Another one of those physics/math/CG tropes is the double pendulum: Take a standard pendulum (one arm that can rotate around one or more axis) and attach another pundulum to its end. The fascination for this contraption comes from the fact that it behaves extremely different depending on its initial condition.
That means depending on how both pendulums are arranged before being allowed to swing freely, they move in radically different patterns. When you attach a tiny light (or LED) to the second pendulum’s arm, you’ll be able to trace intricate patterns of movement of these double pendulums.
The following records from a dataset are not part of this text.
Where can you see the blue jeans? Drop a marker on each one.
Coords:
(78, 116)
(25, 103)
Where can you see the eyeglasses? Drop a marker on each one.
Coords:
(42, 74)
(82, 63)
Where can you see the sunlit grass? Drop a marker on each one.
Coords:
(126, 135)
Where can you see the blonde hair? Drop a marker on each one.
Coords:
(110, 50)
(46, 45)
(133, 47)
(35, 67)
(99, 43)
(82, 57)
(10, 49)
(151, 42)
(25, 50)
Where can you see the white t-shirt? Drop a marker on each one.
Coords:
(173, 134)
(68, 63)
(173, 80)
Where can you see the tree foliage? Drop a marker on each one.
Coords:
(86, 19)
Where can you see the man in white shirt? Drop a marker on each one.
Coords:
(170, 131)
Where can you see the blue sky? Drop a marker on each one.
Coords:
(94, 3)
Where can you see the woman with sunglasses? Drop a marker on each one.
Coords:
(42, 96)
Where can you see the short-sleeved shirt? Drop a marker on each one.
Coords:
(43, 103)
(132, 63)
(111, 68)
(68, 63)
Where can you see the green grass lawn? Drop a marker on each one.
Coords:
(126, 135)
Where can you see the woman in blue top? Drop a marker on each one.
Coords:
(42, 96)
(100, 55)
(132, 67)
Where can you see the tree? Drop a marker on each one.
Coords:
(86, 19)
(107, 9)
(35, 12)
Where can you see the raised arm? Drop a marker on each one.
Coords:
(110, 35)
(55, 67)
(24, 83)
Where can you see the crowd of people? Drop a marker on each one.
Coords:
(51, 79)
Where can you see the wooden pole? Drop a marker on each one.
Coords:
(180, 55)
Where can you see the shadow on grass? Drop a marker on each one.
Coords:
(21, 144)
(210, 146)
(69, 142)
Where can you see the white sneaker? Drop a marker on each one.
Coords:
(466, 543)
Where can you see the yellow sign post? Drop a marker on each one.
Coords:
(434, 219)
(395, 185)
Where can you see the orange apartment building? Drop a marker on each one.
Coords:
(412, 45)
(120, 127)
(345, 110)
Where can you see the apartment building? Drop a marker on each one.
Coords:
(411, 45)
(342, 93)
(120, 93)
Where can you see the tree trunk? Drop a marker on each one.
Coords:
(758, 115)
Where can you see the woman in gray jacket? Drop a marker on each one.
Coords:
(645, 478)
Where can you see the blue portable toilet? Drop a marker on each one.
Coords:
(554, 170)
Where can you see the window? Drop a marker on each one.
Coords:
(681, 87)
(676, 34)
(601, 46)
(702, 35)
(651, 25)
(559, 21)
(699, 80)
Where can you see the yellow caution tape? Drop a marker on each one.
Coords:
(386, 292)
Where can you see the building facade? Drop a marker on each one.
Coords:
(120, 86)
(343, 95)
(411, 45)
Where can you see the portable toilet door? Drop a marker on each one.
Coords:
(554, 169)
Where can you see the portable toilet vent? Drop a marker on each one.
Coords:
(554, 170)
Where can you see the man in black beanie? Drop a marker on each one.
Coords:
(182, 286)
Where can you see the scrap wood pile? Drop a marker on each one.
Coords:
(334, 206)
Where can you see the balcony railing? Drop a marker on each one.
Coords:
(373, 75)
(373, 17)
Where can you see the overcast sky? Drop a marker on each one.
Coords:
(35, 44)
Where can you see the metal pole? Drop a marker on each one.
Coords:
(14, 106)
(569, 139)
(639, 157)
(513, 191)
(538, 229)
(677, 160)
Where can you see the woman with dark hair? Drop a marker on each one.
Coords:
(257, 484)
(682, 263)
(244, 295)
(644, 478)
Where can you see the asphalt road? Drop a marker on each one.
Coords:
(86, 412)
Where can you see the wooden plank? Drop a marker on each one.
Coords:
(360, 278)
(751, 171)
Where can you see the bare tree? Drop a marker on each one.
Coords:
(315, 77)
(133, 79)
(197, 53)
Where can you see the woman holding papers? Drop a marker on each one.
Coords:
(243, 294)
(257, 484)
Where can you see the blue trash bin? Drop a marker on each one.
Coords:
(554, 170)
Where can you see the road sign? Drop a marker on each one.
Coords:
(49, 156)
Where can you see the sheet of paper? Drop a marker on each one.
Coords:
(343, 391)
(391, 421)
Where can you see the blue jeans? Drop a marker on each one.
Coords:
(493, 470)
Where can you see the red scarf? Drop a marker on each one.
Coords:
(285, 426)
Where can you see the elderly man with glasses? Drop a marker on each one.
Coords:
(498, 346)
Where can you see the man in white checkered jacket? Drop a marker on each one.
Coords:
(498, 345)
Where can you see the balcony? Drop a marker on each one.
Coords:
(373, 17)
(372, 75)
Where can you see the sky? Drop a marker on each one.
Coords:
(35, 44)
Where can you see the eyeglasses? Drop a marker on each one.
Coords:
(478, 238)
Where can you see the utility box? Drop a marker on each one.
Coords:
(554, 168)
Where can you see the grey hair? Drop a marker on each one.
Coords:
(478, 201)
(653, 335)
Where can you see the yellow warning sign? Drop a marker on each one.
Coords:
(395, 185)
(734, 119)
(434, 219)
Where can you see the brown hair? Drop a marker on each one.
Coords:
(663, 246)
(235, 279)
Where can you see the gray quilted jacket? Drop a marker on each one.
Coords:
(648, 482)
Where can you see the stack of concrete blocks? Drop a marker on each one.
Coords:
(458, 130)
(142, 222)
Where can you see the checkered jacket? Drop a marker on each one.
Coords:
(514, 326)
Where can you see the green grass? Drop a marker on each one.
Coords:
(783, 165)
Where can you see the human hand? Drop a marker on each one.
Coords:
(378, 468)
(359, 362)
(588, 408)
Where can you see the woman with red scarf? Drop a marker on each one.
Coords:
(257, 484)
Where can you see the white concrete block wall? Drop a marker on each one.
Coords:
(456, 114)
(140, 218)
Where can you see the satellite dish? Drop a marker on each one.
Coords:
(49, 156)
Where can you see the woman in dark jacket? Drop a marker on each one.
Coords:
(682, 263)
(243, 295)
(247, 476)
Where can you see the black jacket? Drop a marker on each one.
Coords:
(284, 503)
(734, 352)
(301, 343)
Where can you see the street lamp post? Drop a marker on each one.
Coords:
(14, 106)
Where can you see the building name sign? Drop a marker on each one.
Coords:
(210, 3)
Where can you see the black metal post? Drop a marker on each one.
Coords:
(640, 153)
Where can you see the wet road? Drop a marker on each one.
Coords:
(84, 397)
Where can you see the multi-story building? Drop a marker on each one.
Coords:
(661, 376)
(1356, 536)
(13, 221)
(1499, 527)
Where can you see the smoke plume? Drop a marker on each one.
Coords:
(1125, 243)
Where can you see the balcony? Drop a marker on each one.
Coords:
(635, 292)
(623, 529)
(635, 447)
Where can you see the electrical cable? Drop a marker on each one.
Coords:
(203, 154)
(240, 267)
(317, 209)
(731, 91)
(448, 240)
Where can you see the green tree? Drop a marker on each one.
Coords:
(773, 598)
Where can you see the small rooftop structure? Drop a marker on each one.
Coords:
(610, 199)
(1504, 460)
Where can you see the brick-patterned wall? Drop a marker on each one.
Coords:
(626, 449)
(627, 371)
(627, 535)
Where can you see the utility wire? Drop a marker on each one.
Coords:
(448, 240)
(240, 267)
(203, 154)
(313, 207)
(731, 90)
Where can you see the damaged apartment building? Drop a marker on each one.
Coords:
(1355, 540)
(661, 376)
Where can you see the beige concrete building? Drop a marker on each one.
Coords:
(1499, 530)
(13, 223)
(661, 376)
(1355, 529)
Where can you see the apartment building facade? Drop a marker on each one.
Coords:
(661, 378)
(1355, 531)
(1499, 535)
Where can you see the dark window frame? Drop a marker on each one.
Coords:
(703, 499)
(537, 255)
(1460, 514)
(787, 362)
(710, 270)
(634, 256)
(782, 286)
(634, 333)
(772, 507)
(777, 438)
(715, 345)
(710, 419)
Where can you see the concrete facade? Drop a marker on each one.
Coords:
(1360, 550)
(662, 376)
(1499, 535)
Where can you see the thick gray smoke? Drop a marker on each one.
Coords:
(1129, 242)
With Vellum we’ve got a fast and easy to set up solver which allows us to simulate such double pendulums.
EDIT: Some of you noticed that I accidentally enabled visibility on this video last week. Well it was late and I didn’t pay proper attention to all those switches in Vimeo’s backend… So take it as a preview, you sneaky people 🙂
Du arbeitest immer sehr simpel, aber ästhetischerweise sehr geil !!
Thanks so much! And also impeccable german! Whish I could answer this in even half-decent japanese… 🙂 Cheers, Mo
You’re tutorials are so inspiring. Thank you so much!
Your tutorials are so inspiring. Thank you so much!
Hi,
This tut locked in you web site but open to public in vimeo and youtube,
https://entagma.com/quicktip-double-pendulum-in-vellum/
Thanks again for sharing your knowledge
Whoops, that was a permissions error on our side. Thx for noticing!